Kita saksikan banyak orang yang mau meluangkan waktunya untuk mengurusi hal semacam ini dalam hidup mereka. Membesarkan anak-anak terlantar, memungut gembel dari jalanan, mendidik para janda untuk beruwirausaha, menghidupi orang-orang jompo yang miskin dan lain-lain. Mereka inilah yang seakan telah berjihad di jalan Allah atau shalat sepanjang malam dan puasa sepanjang siang. Makanya, Ibnu Baththal ketika menjelaskan hadits ini dalam Shahih Bukhari mengatakan,
من عجز عن الجهاد فى سبيل الله وعن قيام الليل وصيام النهار، فليعمل بهذا الحديث وليسع على الرامل والمساكين ليحشر يوم القيامة فى جملة المجاهدين فى سبيل الله دون أن يخطو فى ذلك خطوة، أو ينفق درهمًا، أو يلقى عدوًا يرتاع بلقائه، أو ليحشر فى زمرة الصائمين والقائمين وينال درجتهم وهو طاعم نهاره نائم ليلة أيام حياته، فينبغى لكل مؤمن أن يحرص على هذه التجارة التى لاتبور، ويسعى على أرملة أو مسكين لوجه الله تعالى فيربح فى تجارته درجات المجاهدين والصائمين والقائمين من غير تعب ولانصب، ذلك فضل الله يوتيه من يشاء.
“Siapa yang tak sanggup berperang di jalan Allah, atau tak kuat shalat malam dan puasa siang (sunnah) maka hendaknya dia mengamalkan hadits ini dengan mengurusi janda-janda dan orang miskin agar nanti di hari kiamat bisa dikumpulkan bersama dengan para mujahidin di jalan Allah meski dia sendiri tak pernah melangkahkan kaki (ke medan perang), atau tak pula menyumbangkan satu dirhampun atau bertemu musuh yang ketakutan kala bertemu. Atau dia akan dikumpulkan bersama golongan orang yang selalu puasa dan shalat malam, memperoleh derajat yang sama dengan mereka meski saban siang dia selalu makan dan tidur sepanjang malam.

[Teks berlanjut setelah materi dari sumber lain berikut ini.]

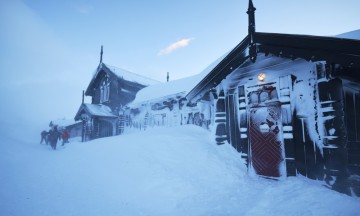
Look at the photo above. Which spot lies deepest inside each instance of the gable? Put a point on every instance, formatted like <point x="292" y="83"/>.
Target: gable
<point x="115" y="73"/>
<point x="345" y="52"/>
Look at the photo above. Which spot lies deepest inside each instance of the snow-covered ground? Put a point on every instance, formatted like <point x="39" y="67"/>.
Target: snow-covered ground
<point x="167" y="171"/>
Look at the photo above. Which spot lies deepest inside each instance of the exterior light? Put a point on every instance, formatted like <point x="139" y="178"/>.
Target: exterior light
<point x="261" y="76"/>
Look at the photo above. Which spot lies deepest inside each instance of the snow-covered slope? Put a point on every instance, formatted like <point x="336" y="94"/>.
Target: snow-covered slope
<point x="350" y="35"/>
<point x="171" y="171"/>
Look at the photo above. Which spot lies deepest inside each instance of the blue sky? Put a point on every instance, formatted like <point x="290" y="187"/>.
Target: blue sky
<point x="55" y="45"/>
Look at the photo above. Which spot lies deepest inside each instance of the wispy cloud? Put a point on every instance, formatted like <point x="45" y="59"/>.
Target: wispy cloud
<point x="174" y="46"/>
<point x="85" y="9"/>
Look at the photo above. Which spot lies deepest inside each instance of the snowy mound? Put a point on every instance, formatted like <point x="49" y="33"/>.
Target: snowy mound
<point x="350" y="35"/>
<point x="164" y="171"/>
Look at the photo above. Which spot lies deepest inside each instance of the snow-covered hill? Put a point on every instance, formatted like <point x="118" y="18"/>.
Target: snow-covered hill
<point x="350" y="35"/>
<point x="172" y="171"/>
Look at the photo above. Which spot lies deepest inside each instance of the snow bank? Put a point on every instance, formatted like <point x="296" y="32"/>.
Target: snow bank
<point x="350" y="35"/>
<point x="162" y="171"/>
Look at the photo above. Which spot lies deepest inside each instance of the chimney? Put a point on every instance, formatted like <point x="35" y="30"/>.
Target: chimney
<point x="101" y="52"/>
<point x="83" y="97"/>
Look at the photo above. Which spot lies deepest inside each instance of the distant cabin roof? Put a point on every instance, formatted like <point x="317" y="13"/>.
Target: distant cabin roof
<point x="95" y="110"/>
<point x="173" y="88"/>
<point x="121" y="74"/>
<point x="64" y="122"/>
<point x="130" y="76"/>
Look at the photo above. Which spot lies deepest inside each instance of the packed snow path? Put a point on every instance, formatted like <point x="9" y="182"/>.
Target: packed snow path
<point x="167" y="171"/>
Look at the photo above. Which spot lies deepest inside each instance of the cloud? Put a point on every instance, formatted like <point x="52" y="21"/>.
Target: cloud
<point x="174" y="46"/>
<point x="85" y="9"/>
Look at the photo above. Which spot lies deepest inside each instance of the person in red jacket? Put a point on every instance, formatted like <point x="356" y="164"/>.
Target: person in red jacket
<point x="65" y="136"/>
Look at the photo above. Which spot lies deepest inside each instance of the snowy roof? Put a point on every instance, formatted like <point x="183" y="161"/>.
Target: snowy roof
<point x="345" y="52"/>
<point x="95" y="110"/>
<point x="64" y="122"/>
<point x="120" y="73"/>
<point x="178" y="87"/>
<point x="130" y="76"/>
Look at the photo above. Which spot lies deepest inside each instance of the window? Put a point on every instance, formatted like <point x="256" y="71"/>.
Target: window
<point x="104" y="91"/>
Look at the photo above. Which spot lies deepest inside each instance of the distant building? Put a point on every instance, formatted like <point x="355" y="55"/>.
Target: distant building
<point x="110" y="89"/>
<point x="287" y="103"/>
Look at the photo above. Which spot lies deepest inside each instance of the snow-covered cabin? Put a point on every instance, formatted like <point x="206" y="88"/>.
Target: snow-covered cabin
<point x="288" y="104"/>
<point x="110" y="89"/>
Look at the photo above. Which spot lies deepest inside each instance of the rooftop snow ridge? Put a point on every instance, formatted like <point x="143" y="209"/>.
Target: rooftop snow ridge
<point x="131" y="76"/>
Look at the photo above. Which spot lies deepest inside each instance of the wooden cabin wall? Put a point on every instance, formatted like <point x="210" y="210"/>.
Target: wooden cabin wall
<point x="352" y="122"/>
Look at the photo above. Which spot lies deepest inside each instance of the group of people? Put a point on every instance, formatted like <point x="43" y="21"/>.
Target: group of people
<point x="53" y="135"/>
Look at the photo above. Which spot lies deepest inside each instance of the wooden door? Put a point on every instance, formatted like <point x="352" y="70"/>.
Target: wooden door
<point x="265" y="128"/>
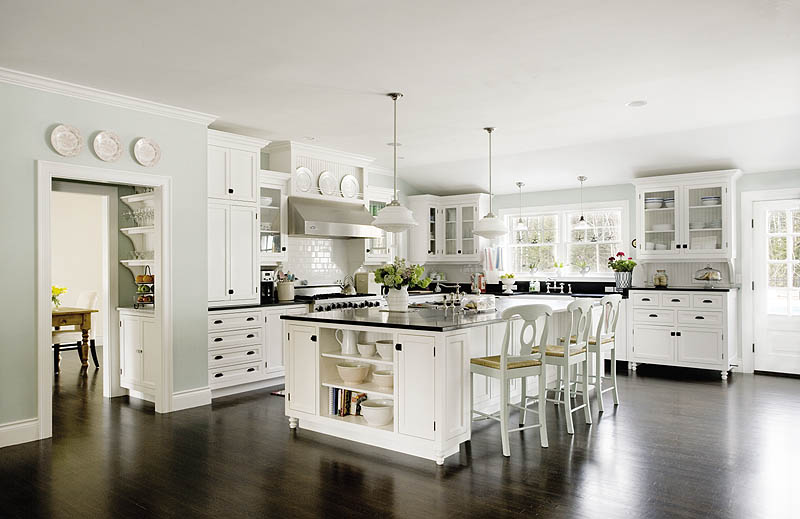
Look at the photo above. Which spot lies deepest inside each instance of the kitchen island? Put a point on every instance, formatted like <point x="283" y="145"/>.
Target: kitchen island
<point x="430" y="363"/>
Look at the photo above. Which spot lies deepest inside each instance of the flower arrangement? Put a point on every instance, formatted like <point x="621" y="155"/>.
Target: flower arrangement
<point x="55" y="294"/>
<point x="618" y="263"/>
<point x="398" y="274"/>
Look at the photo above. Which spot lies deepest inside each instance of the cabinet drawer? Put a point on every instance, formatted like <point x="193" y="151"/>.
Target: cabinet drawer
<point x="654" y="316"/>
<point x="217" y="321"/>
<point x="646" y="299"/>
<point x="218" y="340"/>
<point x="227" y="356"/>
<point x="701" y="301"/>
<point x="675" y="300"/>
<point x="232" y="375"/>
<point x="700" y="318"/>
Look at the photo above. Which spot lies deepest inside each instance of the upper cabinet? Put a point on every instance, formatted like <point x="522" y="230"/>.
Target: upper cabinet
<point x="444" y="233"/>
<point x="233" y="166"/>
<point x="687" y="217"/>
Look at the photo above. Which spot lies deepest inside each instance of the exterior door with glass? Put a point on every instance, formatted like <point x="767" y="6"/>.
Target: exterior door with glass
<point x="776" y="268"/>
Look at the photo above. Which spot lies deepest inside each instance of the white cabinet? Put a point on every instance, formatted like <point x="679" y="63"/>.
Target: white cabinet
<point x="140" y="351"/>
<point x="686" y="217"/>
<point x="232" y="256"/>
<point x="445" y="230"/>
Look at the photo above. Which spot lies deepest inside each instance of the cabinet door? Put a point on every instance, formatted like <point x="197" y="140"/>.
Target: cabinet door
<point x="151" y="353"/>
<point x="415" y="376"/>
<point x="243" y="267"/>
<point x="303" y="363"/>
<point x="217" y="172"/>
<point x="243" y="176"/>
<point x="130" y="359"/>
<point x="700" y="346"/>
<point x="218" y="252"/>
<point x="705" y="225"/>
<point x="653" y="343"/>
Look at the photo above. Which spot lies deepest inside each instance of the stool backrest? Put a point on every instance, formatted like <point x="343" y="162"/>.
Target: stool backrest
<point x="580" y="313"/>
<point x="607" y="325"/>
<point x="534" y="317"/>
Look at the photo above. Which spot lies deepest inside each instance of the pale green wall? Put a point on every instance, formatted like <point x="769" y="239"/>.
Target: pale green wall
<point x="26" y="117"/>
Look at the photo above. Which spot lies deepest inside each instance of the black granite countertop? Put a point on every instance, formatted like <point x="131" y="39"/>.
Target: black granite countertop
<point x="259" y="305"/>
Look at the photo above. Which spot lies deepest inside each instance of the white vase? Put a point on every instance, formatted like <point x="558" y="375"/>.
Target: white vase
<point x="397" y="299"/>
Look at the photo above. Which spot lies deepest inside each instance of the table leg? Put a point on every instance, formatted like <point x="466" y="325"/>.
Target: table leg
<point x="85" y="347"/>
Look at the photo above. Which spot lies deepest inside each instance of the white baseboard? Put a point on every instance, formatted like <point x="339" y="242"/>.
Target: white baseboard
<point x="191" y="398"/>
<point x="243" y="388"/>
<point x="20" y="431"/>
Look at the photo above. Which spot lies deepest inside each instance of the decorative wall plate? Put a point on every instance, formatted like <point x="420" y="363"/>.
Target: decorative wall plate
<point x="303" y="179"/>
<point x="349" y="186"/>
<point x="66" y="140"/>
<point x="327" y="183"/>
<point x="107" y="146"/>
<point x="147" y="152"/>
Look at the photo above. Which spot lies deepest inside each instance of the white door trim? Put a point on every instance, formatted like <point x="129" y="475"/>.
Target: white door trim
<point x="46" y="171"/>
<point x="747" y="332"/>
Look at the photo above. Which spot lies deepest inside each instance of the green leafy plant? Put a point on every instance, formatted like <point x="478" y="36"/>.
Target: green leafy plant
<point x="618" y="263"/>
<point x="399" y="273"/>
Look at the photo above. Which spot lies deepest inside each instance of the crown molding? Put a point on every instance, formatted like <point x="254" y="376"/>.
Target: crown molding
<point x="55" y="86"/>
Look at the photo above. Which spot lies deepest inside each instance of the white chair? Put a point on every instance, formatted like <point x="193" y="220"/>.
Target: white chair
<point x="506" y="367"/>
<point x="568" y="355"/>
<point x="71" y="339"/>
<point x="605" y="341"/>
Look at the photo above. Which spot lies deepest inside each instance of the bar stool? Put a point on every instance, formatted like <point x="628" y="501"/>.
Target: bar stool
<point x="506" y="367"/>
<point x="568" y="355"/>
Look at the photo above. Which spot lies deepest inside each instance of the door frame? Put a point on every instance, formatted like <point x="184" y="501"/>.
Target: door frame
<point x="747" y="331"/>
<point x="46" y="171"/>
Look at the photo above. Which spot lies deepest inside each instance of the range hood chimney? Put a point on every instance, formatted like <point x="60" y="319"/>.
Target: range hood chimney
<point x="323" y="218"/>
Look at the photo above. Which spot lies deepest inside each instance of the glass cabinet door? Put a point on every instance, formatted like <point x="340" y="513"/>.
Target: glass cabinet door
<point x="467" y="226"/>
<point x="661" y="222"/>
<point x="451" y="230"/>
<point x="705" y="210"/>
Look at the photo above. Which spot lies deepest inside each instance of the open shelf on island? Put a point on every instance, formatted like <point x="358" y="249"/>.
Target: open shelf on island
<point x="375" y="359"/>
<point x="365" y="387"/>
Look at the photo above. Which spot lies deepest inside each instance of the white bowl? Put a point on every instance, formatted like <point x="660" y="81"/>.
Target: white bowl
<point x="352" y="373"/>
<point x="385" y="348"/>
<point x="377" y="412"/>
<point x="366" y="349"/>
<point x="383" y="378"/>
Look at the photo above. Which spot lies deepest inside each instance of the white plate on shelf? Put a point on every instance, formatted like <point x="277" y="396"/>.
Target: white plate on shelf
<point x="107" y="146"/>
<point x="66" y="140"/>
<point x="327" y="183"/>
<point x="147" y="152"/>
<point x="302" y="179"/>
<point x="349" y="186"/>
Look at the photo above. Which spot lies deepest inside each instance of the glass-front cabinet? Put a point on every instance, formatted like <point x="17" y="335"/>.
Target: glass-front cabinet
<point x="688" y="216"/>
<point x="272" y="212"/>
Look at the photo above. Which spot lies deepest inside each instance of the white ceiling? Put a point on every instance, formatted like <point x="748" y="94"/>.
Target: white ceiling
<point x="722" y="78"/>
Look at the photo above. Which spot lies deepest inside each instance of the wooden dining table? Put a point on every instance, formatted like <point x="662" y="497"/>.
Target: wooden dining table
<point x="81" y="318"/>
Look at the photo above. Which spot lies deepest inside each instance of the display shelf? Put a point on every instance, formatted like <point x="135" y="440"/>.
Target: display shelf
<point x="365" y="387"/>
<point x="375" y="359"/>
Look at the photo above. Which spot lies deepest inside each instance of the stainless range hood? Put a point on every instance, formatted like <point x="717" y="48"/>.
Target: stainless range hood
<point x="328" y="219"/>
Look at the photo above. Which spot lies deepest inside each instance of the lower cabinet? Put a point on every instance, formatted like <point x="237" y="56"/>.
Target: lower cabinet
<point x="140" y="352"/>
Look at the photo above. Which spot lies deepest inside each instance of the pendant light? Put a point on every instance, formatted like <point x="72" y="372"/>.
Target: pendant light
<point x="394" y="217"/>
<point x="520" y="225"/>
<point x="490" y="226"/>
<point x="582" y="224"/>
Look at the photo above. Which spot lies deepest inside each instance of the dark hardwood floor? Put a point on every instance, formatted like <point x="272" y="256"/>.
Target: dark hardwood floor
<point x="682" y="444"/>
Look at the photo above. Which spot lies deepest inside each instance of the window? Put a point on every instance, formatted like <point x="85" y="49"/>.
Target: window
<point x="546" y="235"/>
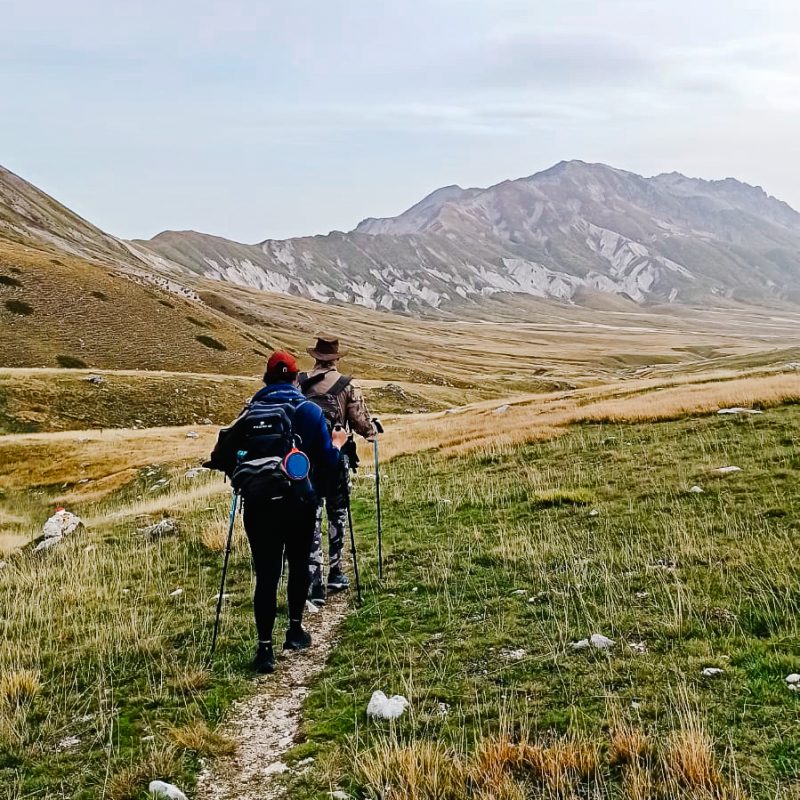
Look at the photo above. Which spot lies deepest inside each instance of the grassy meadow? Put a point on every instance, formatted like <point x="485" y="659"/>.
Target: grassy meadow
<point x="497" y="562"/>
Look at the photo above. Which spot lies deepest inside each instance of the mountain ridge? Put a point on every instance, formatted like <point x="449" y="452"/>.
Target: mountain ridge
<point x="569" y="233"/>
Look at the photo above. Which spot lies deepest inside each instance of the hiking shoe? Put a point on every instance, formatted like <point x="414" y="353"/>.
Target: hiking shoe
<point x="317" y="595"/>
<point x="264" y="662"/>
<point x="297" y="639"/>
<point x="338" y="581"/>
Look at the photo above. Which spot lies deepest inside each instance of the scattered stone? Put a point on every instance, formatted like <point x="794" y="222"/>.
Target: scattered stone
<point x="168" y="790"/>
<point x="165" y="527"/>
<point x="600" y="642"/>
<point x="383" y="707"/>
<point x="68" y="743"/>
<point x="61" y="524"/>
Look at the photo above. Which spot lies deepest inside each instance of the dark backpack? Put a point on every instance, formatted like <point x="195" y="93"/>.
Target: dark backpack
<point x="329" y="401"/>
<point x="263" y="436"/>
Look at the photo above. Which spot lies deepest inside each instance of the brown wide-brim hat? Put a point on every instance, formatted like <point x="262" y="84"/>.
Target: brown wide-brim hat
<point x="326" y="349"/>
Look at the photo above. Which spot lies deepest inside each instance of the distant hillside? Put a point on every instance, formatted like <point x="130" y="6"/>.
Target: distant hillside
<point x="67" y="311"/>
<point x="574" y="232"/>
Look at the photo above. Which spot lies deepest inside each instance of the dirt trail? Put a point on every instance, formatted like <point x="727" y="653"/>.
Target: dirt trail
<point x="264" y="726"/>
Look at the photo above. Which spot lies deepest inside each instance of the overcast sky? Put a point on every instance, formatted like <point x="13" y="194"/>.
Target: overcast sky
<point x="254" y="118"/>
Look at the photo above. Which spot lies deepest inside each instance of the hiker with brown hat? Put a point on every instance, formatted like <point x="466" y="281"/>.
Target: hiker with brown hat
<point x="343" y="405"/>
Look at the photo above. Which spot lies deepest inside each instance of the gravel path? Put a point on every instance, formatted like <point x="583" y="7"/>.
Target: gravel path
<point x="265" y="725"/>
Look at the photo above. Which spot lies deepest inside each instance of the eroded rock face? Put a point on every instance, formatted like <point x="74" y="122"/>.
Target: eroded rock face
<point x="573" y="230"/>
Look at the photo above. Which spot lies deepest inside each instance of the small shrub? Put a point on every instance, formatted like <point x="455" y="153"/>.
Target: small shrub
<point x="210" y="341"/>
<point x="19" y="307"/>
<point x="70" y="362"/>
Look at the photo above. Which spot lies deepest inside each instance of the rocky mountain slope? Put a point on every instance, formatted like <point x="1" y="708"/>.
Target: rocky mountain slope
<point x="573" y="232"/>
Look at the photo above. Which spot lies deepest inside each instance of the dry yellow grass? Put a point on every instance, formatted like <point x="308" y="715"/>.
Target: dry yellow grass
<point x="197" y="737"/>
<point x="18" y="687"/>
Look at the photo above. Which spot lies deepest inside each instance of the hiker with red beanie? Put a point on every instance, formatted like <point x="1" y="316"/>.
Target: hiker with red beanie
<point x="279" y="512"/>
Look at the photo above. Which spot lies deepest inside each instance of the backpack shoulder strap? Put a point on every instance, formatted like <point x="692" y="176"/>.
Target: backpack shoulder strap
<point x="340" y="385"/>
<point x="307" y="382"/>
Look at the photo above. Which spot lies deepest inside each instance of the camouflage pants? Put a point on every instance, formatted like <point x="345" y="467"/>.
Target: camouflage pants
<point x="336" y="508"/>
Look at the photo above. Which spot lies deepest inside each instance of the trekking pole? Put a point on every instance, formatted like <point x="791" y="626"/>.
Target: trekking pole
<point x="231" y="520"/>
<point x="378" y="429"/>
<point x="350" y="525"/>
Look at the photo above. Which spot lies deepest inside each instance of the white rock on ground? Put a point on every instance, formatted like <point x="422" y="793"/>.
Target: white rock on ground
<point x="383" y="707"/>
<point x="277" y="768"/>
<point x="168" y="790"/>
<point x="68" y="743"/>
<point x="61" y="524"/>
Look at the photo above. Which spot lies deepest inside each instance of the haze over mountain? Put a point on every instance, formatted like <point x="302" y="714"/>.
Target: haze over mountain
<point x="576" y="232"/>
<point x="567" y="233"/>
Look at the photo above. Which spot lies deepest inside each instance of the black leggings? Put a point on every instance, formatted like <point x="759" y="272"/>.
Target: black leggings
<point x="275" y="528"/>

Hendaklah setiap mukmin yang berambisi mendapatkan perdagangan yang tak pernah rugi ini untuk mengurusi para janda dan orang miskin tulus hanya karena Allah Ta’ala. Itu akan membuatnya untung besar sama dengan perolehan derajat mujahid di jalan Allah, orang yang puasa sunnah, dan shalat malam tanpa harus berlelah dan bersusah payah. Itulah karunia Allah yang Dia berikan kepada siapa saja yang Dia kehendaki.” (Syarh Shahih Al-Bukhari oleh Ibnu Baththal 9/218).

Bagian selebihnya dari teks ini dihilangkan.